= END Fund =

Philanthropic fund dedicated to ending neglected tropical diseases

The END Fund (Ending Neglected Diseases) is a private non-profit organisation dedicated to combating the five most common neglected tropical diseases (NTDs) that cause up to 90% of the NTD burden in Sub-Saharan Africa.

The fund also helps deliver treatments for children and adults and provide surgeries for NTD-related disabilities, and provides training for healthcare workers in remote communities. As of 2022, the END Fund had provided for 96,018 surgeries and $2.34b worth of treatments since 2012.

== History ==
The END Fund was founded by Legatum in 2012. In 2006, prior to the creation of The END Fund, Legatum funded neglected tropical disease programs in Rwanda and Burundi. Over four years, eight million people were treated for diseases such as intestinal worms, schistosomiasis and lymphatic filariasis.

===2012-2016===

In 2012, following the programs launched in 2006, the END Fund was founded by Legatum to scale up the support for programmes to treat neglected tropical diseases.

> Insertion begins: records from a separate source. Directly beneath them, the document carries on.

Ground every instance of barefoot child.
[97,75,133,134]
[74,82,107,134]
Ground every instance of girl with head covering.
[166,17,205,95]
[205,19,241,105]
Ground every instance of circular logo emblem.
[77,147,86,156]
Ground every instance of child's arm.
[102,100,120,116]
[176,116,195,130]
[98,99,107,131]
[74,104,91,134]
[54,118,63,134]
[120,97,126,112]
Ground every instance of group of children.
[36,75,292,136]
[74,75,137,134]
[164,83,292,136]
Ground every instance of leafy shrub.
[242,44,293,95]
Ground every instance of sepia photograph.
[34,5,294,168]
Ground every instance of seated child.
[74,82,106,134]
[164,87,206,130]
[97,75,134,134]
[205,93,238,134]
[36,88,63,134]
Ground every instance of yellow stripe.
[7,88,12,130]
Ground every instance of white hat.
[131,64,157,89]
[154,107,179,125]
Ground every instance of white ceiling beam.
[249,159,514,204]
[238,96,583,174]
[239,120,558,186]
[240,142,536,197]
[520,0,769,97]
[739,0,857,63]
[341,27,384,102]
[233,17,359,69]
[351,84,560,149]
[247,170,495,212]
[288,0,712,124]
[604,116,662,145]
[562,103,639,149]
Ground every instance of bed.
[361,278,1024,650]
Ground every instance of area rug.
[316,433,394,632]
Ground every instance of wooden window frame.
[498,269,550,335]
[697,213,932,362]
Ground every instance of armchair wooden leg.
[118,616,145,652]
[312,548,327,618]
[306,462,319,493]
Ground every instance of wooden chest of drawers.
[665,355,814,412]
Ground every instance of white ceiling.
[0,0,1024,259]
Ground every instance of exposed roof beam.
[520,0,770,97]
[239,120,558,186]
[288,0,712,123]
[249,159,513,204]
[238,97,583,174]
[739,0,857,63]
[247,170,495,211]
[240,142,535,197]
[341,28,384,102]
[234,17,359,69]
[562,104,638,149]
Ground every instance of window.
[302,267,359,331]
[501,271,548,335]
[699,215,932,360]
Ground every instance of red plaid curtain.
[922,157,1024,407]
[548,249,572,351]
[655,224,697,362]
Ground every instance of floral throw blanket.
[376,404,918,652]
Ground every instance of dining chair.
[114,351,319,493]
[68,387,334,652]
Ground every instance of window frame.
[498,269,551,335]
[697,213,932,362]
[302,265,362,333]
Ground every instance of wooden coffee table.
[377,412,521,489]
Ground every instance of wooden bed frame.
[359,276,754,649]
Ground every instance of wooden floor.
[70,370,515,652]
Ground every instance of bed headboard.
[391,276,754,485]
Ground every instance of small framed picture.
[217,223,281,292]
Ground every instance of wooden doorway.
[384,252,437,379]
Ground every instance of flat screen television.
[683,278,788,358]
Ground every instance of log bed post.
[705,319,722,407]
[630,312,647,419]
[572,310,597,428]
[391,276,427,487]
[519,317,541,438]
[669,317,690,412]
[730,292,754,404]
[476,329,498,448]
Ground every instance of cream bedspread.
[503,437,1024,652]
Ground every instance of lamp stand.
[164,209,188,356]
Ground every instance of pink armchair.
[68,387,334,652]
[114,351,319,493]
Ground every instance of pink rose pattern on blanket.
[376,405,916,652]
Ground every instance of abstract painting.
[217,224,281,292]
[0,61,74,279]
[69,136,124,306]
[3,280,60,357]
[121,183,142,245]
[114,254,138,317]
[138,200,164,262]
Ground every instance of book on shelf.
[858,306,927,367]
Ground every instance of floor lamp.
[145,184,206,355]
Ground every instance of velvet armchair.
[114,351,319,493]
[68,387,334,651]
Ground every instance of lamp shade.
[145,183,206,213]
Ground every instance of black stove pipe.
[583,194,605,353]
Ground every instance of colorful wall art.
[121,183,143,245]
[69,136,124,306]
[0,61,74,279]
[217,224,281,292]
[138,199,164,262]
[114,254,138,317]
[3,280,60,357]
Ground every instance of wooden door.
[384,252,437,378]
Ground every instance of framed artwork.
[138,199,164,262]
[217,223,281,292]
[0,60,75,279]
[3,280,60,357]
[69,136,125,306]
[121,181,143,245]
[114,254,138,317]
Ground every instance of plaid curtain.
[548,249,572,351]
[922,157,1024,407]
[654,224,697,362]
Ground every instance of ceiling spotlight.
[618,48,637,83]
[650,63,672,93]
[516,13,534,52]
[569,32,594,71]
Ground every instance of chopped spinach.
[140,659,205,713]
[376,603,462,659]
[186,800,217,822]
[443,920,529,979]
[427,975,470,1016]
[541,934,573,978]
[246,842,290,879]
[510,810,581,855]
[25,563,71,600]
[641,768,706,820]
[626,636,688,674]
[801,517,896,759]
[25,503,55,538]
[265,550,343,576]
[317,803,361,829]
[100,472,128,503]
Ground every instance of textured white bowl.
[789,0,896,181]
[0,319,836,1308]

Ellen Agler was named as Chief Executive Officer.

In 2014, The END Fund announced they received a $7 million three-year grant from The Leona M. and Harry B. Helmsley Charitable Trust to fund the work of the neglected tropical diseases programs in Angola.

===2017-2019===

From 2017 to 2019, the organisation received $3 million from Alwaleed Philanthropies to support the work to control and eliminate NTDs in Africa and the Middle East.

In 2017, the END Fund partnered with the Zimbabwean Ministry of Health and Child Care, Econet Global and Higherlife Foundation to launch a campaign which sent text messages to millions of people in Zimbabwe informing them of ongoing mass drug administration programs for NTDs.

In 2018, Virgin Unite partnered with the END Fund to help distribute NTD treatments.

In 2019 the END Fund launched the Deworming Innovation Fund which aims to end intestinal worms and schistosomiasis that affect children in Ethiopia, Rwanda, Zimbabwe, and Kenya.

===COVID-19 Pandemic===

In response to the COVID-19 pandemic, The END Fund partnered with The Luminos Fund in 2020 to support their efforts in rural Liberia through its COVID-19 Response Fund.

===2021-present===

In June 2022, in response to the Kigali Declaration on NTDs, The END Fund committed $161m to support The World Health Organization's 2021–30 road map for NTDs.

In 2023, British business magnate Sir Richard Branson published a blog in support of the END Fund and The Audacious Project's Deworming Innovation Fund which aims to end parasitic worm infections.

In 2023, The END Fund worked on two photography projects partnering with the WHO and Photo Vogue to highlight the impact of Neglected Tropical Diseases on individuals and communities.

==Funded Programs==

The END Fund has three funds as investment opportunities for private philanthropists, foundations, and corporations.

- Flagship Fund
- Deworming Innovation Fund
- Reaching The Last Mile Fund

==Partnerships==

The END Fund receives financial support from a wide variety of corporations, non-profit organisations, individual donors and investors. Significant partnerships include Virgin Unite, The Bill & Melinda Gates Foundation, Alwaleed Philanthropies, The Leona M. and Harry B. Helmsley Charitable Trust, The Children's Investment Fund Foundation, Good Ventures and Legatum.